Right after we shot a now-angry Cube and they shouted, “Cut!” one of the producers said, “We’re going to put that in.” I said, “Hell no.” I wasn’t even thinking about being attacked at the time, I was just afraid that they were going to shoot each other. I didn’t want to be part of that. “This is no laughing matter,” I tried telling them. “This is no joke. These guys take this stuff seriously.” I was told by executives that I was being emotional. That’s because I’m a woman. They would have never told a man that. They would have taken him seriously and listened.

Barnes writes that the attack has had a lasting effect on her health and career:

It was that interview that was the supposed cause of Dre’s attack on me, as many of his groupmates attested. My life changed that night. I suffer from horrific migraines that started only after the attack. I love Dre’s song “Keep Their Heads Ringin”—it has a particularly deep meaning to me. When I get migraines, my head does ring and it hurts, exactly in the same spot every time where he smashed my head against the wall. People have accused me of holding onto the past; I’m not holding onto the past. I have a souvenir that I never wanted. The past holds onto me.

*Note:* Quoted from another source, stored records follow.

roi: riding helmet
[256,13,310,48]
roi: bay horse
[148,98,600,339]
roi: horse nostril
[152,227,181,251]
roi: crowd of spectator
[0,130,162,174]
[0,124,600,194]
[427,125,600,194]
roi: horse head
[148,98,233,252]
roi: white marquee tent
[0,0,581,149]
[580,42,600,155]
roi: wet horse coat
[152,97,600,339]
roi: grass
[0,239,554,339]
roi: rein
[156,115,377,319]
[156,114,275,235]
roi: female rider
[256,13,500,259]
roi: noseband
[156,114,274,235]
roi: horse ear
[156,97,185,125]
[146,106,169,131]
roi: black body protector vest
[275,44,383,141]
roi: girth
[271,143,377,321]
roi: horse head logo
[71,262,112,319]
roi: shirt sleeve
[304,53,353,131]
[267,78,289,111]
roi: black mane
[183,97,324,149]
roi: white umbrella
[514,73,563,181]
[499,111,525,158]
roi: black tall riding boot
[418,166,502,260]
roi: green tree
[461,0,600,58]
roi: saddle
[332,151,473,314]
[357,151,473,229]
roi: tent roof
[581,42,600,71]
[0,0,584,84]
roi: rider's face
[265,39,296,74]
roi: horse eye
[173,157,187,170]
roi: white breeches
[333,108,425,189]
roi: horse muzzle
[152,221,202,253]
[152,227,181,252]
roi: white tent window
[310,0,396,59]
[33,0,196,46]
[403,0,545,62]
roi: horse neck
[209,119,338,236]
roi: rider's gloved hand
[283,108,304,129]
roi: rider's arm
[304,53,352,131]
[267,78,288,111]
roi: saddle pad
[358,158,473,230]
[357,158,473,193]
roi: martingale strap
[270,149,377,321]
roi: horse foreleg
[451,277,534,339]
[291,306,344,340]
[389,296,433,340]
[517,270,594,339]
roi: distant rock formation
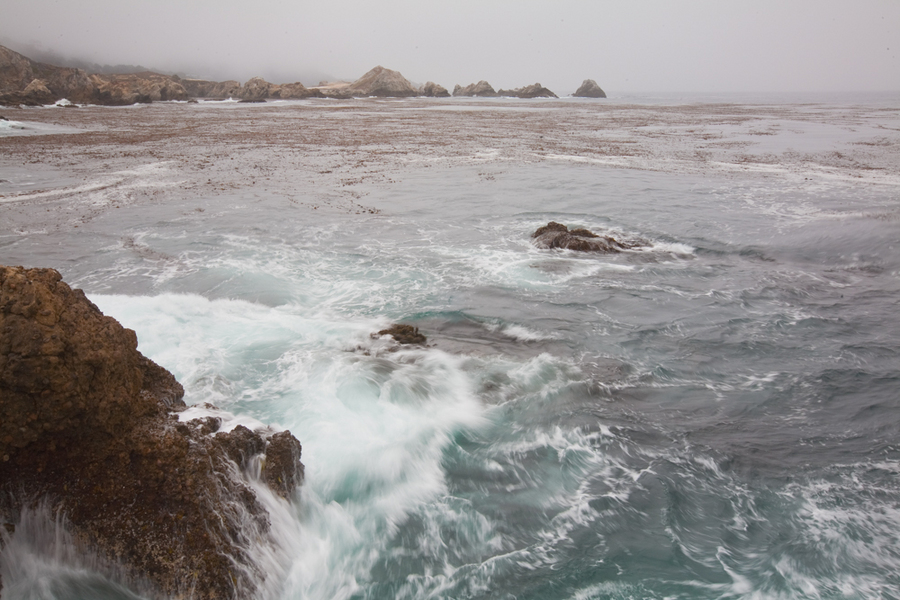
[497,83,559,98]
[91,71,191,105]
[0,46,96,106]
[239,77,279,100]
[419,81,450,98]
[531,221,647,253]
[573,79,606,98]
[378,323,428,344]
[207,79,242,98]
[346,65,419,98]
[453,79,497,97]
[0,266,303,600]
[272,81,324,100]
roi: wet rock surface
[378,324,428,344]
[419,81,450,98]
[497,83,559,98]
[531,221,647,253]
[346,65,419,98]
[453,79,497,98]
[0,266,303,599]
[573,79,606,98]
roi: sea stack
[0,266,303,600]
[346,65,419,98]
[572,79,606,98]
[453,79,497,98]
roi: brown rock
[0,266,302,600]
[573,79,606,98]
[419,81,450,98]
[453,80,497,98]
[91,71,190,106]
[215,425,266,469]
[264,431,304,498]
[497,83,559,98]
[378,324,428,344]
[346,65,418,98]
[531,221,647,253]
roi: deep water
[3,101,900,600]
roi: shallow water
[0,96,900,599]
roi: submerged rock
[0,266,303,599]
[497,83,559,98]
[531,221,647,253]
[419,81,450,98]
[453,79,497,98]
[573,79,606,98]
[378,323,428,344]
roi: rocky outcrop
[0,266,303,599]
[91,71,191,106]
[204,79,241,99]
[453,80,497,98]
[419,81,450,98]
[0,46,96,105]
[0,46,35,94]
[346,65,419,98]
[497,83,559,98]
[531,221,647,253]
[573,79,606,98]
[240,77,279,100]
[272,81,324,100]
[378,323,428,344]
[181,77,219,98]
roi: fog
[0,0,900,94]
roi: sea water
[0,96,900,600]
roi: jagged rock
[453,79,497,97]
[378,324,428,344]
[0,46,35,93]
[346,65,418,98]
[216,425,266,469]
[531,221,647,253]
[0,266,302,600]
[22,79,57,104]
[573,79,606,98]
[263,431,304,498]
[419,81,450,98]
[497,83,559,98]
[274,81,324,100]
[180,78,219,98]
[206,79,241,98]
[240,77,279,100]
[91,71,190,106]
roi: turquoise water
[2,106,900,600]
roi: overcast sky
[0,0,900,95]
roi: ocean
[0,94,900,600]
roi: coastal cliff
[0,266,303,599]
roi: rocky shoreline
[0,266,303,599]
[0,46,606,107]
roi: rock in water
[453,79,497,98]
[531,221,647,253]
[0,266,303,600]
[573,79,606,98]
[497,83,559,98]
[378,324,428,344]
[346,65,419,98]
[419,81,450,98]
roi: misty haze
[0,0,900,600]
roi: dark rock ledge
[531,221,647,253]
[0,266,303,600]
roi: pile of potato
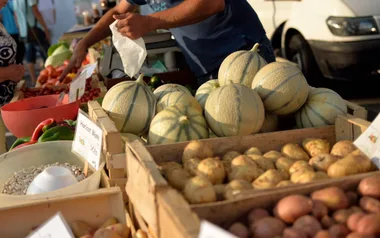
[159,138,376,204]
[64,218,148,238]
[228,175,380,238]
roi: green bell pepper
[9,136,30,150]
[38,126,74,143]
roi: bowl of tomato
[1,94,80,138]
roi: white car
[248,0,380,83]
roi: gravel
[2,162,91,195]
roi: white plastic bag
[110,20,147,78]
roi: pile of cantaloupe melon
[102,44,347,144]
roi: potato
[248,155,275,171]
[330,140,356,158]
[228,165,264,182]
[248,208,269,224]
[290,170,317,184]
[281,144,310,161]
[347,212,365,231]
[183,158,201,176]
[213,184,226,201]
[314,230,333,238]
[293,215,322,237]
[276,156,297,172]
[106,223,130,237]
[332,209,354,224]
[98,217,117,229]
[224,180,253,199]
[327,150,372,178]
[183,176,216,204]
[329,224,350,238]
[244,147,263,155]
[94,228,123,238]
[315,171,329,180]
[251,217,286,238]
[309,154,338,172]
[182,140,214,164]
[273,195,313,224]
[358,175,380,199]
[231,155,258,168]
[197,157,226,184]
[252,169,284,189]
[70,220,96,237]
[289,160,314,175]
[355,213,380,237]
[312,201,329,220]
[133,229,148,238]
[360,196,380,213]
[263,150,284,163]
[302,138,330,157]
[321,215,335,229]
[311,187,349,211]
[346,232,375,238]
[282,228,308,238]
[276,180,294,188]
[228,222,249,238]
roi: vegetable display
[158,138,375,205]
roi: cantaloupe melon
[260,112,278,133]
[195,79,220,108]
[252,62,310,115]
[296,88,347,128]
[205,83,265,137]
[148,105,208,145]
[153,83,191,101]
[157,91,203,113]
[218,44,267,87]
[102,75,156,135]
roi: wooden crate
[0,188,129,238]
[126,116,370,237]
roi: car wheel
[286,34,323,86]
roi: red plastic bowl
[1,95,80,138]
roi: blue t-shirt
[127,0,265,76]
[0,0,18,35]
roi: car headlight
[327,17,379,36]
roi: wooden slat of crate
[126,116,369,237]
[0,188,126,238]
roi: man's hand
[113,13,152,40]
[58,40,88,82]
[6,64,25,83]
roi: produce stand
[126,116,370,237]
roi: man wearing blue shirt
[0,0,25,64]
[63,0,275,84]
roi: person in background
[0,0,24,153]
[0,0,25,64]
[13,0,51,85]
[38,0,57,43]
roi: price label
[354,114,380,169]
[27,212,75,238]
[69,63,97,103]
[72,109,103,169]
[198,221,238,238]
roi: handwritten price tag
[198,221,238,238]
[27,212,75,238]
[354,114,380,169]
[72,109,103,170]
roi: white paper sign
[354,114,380,169]
[69,63,97,103]
[72,109,103,169]
[27,212,75,238]
[198,221,238,238]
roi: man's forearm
[81,1,135,48]
[148,0,225,30]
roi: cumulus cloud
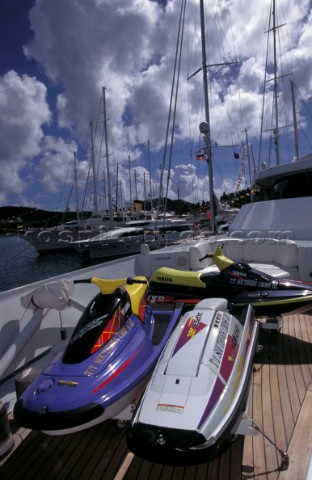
[0,0,312,207]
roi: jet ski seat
[189,237,299,279]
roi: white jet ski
[127,299,260,463]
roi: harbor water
[0,235,100,292]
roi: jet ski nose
[153,433,167,447]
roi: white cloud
[0,70,51,194]
[0,0,312,207]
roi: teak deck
[0,305,312,480]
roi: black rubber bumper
[13,400,104,430]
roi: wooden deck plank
[279,387,312,480]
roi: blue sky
[0,0,312,210]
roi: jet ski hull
[127,299,260,463]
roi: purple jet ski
[14,277,186,435]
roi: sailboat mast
[290,80,299,161]
[74,152,80,225]
[102,87,114,230]
[90,122,99,213]
[272,0,280,165]
[200,0,215,232]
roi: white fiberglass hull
[127,299,259,463]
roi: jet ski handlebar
[74,277,148,285]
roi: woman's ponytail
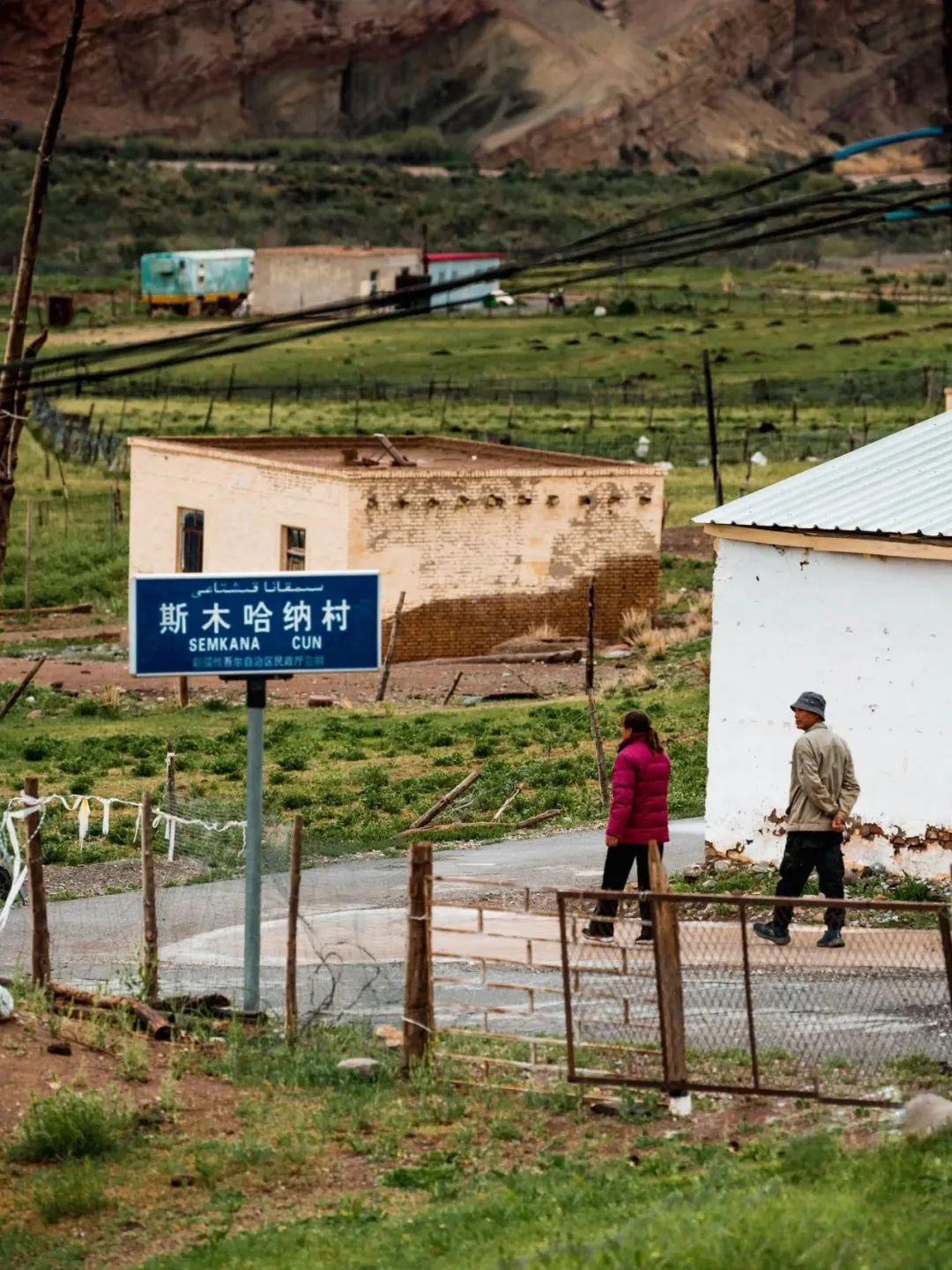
[622,710,664,754]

People ask me, “How come you’re not on TV anymore?” and “How come you’re not back on television?” It’s not like I haven’t tried. I was blacklisted. Nobody wants to work with me. They don’t want to affect their relationship with Dre. I’ve been told directly and indirectly, “I can’t work with you.” I auditioned for the part that eventually went to Kimberly Elise in Set It Off. Gary was the director. This was long after Pump it Up!, and I nailed the audition. Gary came out and said, “I can’t give you the part.” I asked him why, and he said, “‘Cause I’m casting Dre as Black Sam.” My heart didn’t sink, I didn’t get emotional; I was just numb.

Most recently, I tried to get a job at Revolt. I’ve known Sean (Combs) for years and have the utmost respect for him. Still nothing. Instead of doing journalism, I’ve had a series of 9-5 jobs over the years to make ends meet.